At the beginning of Fontane's career the Berlin novelists were disciples of Scott, but the only one to survive was Alexis, who adapted Scott's method to the Mark of Brandenburg. Fontane imitated him in Before the Storm (1878), which deals with conditions in the Mark before the wars of liberation. Schach von Wuthenow (1883), a sort of prelude to Before the Storm, was far superior as a novel and helped to establish Fontane's supremacy among his contemporaries, for he had become the leader of the younger generation after the publication of two stories of crimes, Grete Minde (1880) and Ellernklipp (1881), and the creation of the modern Berlin novel, in L'Adultera (1882).

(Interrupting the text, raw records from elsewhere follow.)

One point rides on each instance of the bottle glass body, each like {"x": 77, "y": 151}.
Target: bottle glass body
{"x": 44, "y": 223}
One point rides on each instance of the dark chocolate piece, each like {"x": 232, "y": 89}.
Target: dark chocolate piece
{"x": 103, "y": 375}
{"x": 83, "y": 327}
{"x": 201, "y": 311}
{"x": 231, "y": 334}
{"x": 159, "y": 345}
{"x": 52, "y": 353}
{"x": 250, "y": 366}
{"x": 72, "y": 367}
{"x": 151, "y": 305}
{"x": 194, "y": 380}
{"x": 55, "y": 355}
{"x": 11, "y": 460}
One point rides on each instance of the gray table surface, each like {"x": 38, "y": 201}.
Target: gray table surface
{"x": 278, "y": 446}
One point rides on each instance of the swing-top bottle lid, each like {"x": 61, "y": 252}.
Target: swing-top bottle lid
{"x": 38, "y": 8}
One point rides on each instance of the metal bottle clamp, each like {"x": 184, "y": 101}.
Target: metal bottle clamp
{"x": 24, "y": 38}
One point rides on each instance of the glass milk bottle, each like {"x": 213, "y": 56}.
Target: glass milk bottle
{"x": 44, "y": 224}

L'Adultera unfolds the history of a marriage of reason between a young wife and a considerably older husband, a situation which Fontane later treated, with important variations and ever increasing skill, in Count Petoefi (1884), Cecile (1887), and Effi Briest (1895). With his inexhaustible fund of observation to draw upon he could make the action of his novels a minor consideration and concentrate his rare psychological powers upon realistic conversations in which characters reveal themselves and incidentally acquaint us intimately with others. We see and hear what the world ordinarily sees and hears. A past master in the art of suggestion, which he acquired in his ballad period, Fontane omits many scenes that others would elaborate with minute detail, such as love scenes and passionate crises, and contents himself with bringing vividly before us his true-to-life figures in their historical and social environments. As a conservative Prussian he believed in the supremacy of the law and the punishment of transgression, and his works reflect this belief.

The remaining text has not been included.